Supercritical CO2 extraction method

The raw materials of propolis were pulverized after impurity removal and freezing. 45g of the pulverized propolis samples were accurately weighed and extracted under medium CO2 flow rate, extraction pressure 30MPa, extraction temperature 50°C, extraction time 90min, and two parallel experiments. The following processes are two experiments, and the average yield is taken.

Ethanol extraction

Propolis raw materials → impurity removal → freezing, crushing → 95% ethanol solution soaking for 60 minutes → filtering → drying → alcohol extraction of propolis

Supercritical CO2+ethanol extract

Propolis raw material→freezing, crushing→supercritical CO2 extraction→separation of supercritical CO2 extract→CO2 raffinate (residue)→supercritical CO2+ethanol (entrainer) extraction→extract evaporating ethanol→supercritical CO2+ethanol extract

Determination of Propolis Yield

Weigh 45g of propolis and propolis CO2 extracts, and experiment under three different process conditions: supercritical extraction, ethanol extraction, and supercritical CO2+ethanol extraction, and accurately weigh the extracts to calculate the yield.

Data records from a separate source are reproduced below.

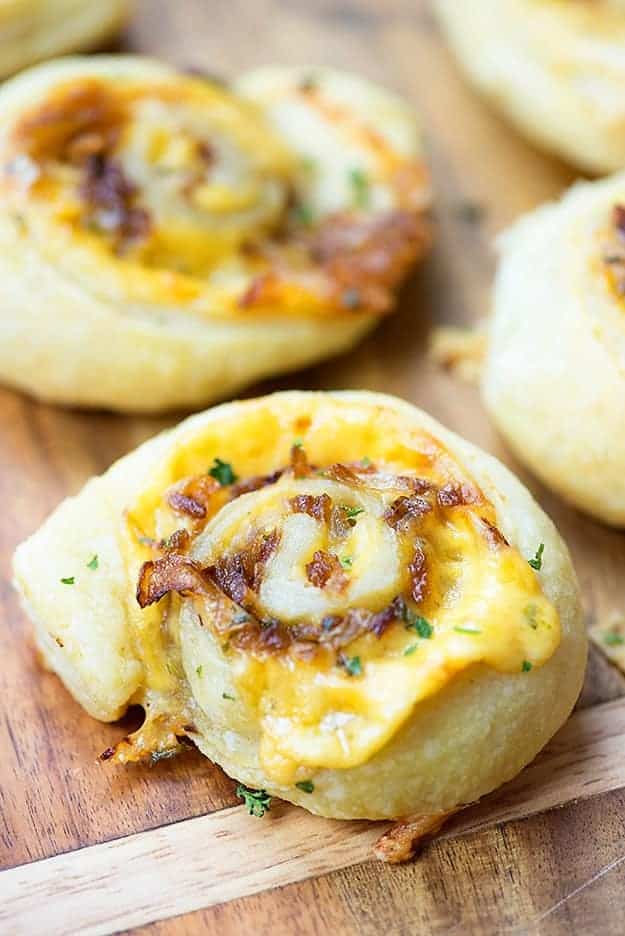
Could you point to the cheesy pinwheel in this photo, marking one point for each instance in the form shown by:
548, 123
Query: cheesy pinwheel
33, 30
329, 593
164, 240
554, 380
555, 68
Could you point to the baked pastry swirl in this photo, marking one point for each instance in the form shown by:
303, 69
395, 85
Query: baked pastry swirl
555, 68
33, 30
329, 594
554, 380
165, 240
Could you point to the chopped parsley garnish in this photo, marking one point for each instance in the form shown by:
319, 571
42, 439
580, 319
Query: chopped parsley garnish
351, 298
303, 214
418, 624
257, 802
470, 212
360, 187
351, 665
351, 513
222, 472
612, 639
537, 561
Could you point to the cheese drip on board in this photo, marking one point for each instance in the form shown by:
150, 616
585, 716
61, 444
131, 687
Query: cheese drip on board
339, 596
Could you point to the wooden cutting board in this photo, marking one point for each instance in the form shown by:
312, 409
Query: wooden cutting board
126, 857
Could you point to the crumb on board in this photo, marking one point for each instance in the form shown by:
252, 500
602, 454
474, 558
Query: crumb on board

Experimental results of propolis supercritical method

According to the optimization industrial production process conditions of propolis by supercritical CO2 method, under laboratory conditions, the yield of propolis extracted by the supercritical CO2 extraction method is 18% and the flavonoid content is 8.02%, which is different from that reported in the literature. It may be the raw material of propolis. The source is different.

Experimental results of ethanol extract of propolis

According to the ratio of propolis sample to solvent ethanol is 1:3, parallel test twice, soaking, filtering, drying, and weighing, the average yield of extract obtained by this method is 54%, and the flavonoid content of propolis is 17.13%. Compared with the supercritical CO2 method, the yield and flavonoid content are improved.

Propolis Supercritical CO2+Alcohol Extraction Test Results

Through the experimental study of different ratios of supercritical CO2 + ethanol entrainer, it is found that with the increase of the ratio of ethanol entrainer, the extraction yield obviously increases.

Under the optimization experimental conditions of this experiment, the yield is 35.46%, which is higher than the supercritical CO2 extraction process, but it is lower than the ethanol extraction method. The flavonoid content is 28.46%, which is the highest among the three methods.